IBM Support

Table Statistics and IBM Db2 Analytics Accelerator for z/OS

How To


Summary

Table statistics are a key element in determining the best query access plan on IBM Db2 Analytics Accelerator for z/OS. IBM Db2 Analytics Accelerator for z/OS has several features to ensure that actual and proper table statistics are available in the underlying database system Db2 Warehouse to achieve optimal query performance. This document describes several features available in the accelerator related to table statistics, including how to easily monitor and collect table statistics.

Objective

This document explains the following features related to table statistic collection in IBM Db2 Analytics Accelerator for z/OS and how to use them
  • Automatic RUNSTATS in Db2 Warehouse
  • Early statistic collection after initial table load
  • Copy statistics after full table reload or alter key operations
  • Stored procedure ACCEL_COLLECT_TABLE_STATISTICS
  • Statistics and Accelerator-only Tables (AOTs)

Environment

Db2 Analytics Accelerator maintenance level 7.5.8 or later is required to use all of the described features.

Steps

Automatic RUNSTATS in Db2 Warehouse  
Db2 Warehouse is configured with automatic RUNSTATS enabled. At a regular interval of approximately every two hours, RUNSTATS is executed with a single queue of tables that have no statistics or have a significant data change since the last time RUNSTATS was executed.
Early statistics after initial table load

When a table is first added and loaded to an accelerator, table statistics are collected immediately in an asynchronous operation after the load completed. This operation is a RUNSTATS command in Db2 Warehouse collecting basic, distribution, and column-group statistics with sampling. Under certain conditions, for example when a sampling rate is too low, a second RUNSTATS command is executed asynchronously. This asynchronous behavior introduces a small window of time where the initial load operation completed and statistics are not available yet. To monitor if a specific table or set of tables have statistics already collected, the Accelerator Studio user interface and the  ACCEL_GET_TABLES_INFO stored procedure provide the timestamp of the last statistic collection.
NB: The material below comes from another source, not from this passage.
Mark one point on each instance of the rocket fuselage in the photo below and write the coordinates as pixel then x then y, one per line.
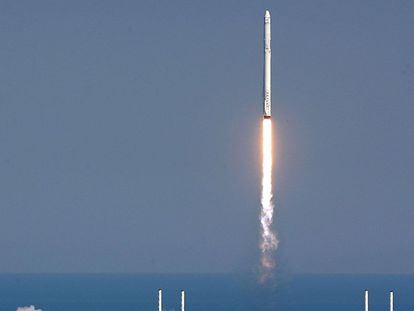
pixel 267 88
Db2 Analytics Accelerator Studio maintenance level 7.5.8 or later provides the timestamp of the last statistic collection in the column "Last Statistics Collection" as shown in the following screenshot:

image

The same last statistic collection timestamp value is returend by calling the SYSPROC.ACCEL_GET_TABLES_INFO stored procedure of Accelerator maintenance level V7.5.8 or higher with <compatibilityLevel>77</compatibilityLevel>.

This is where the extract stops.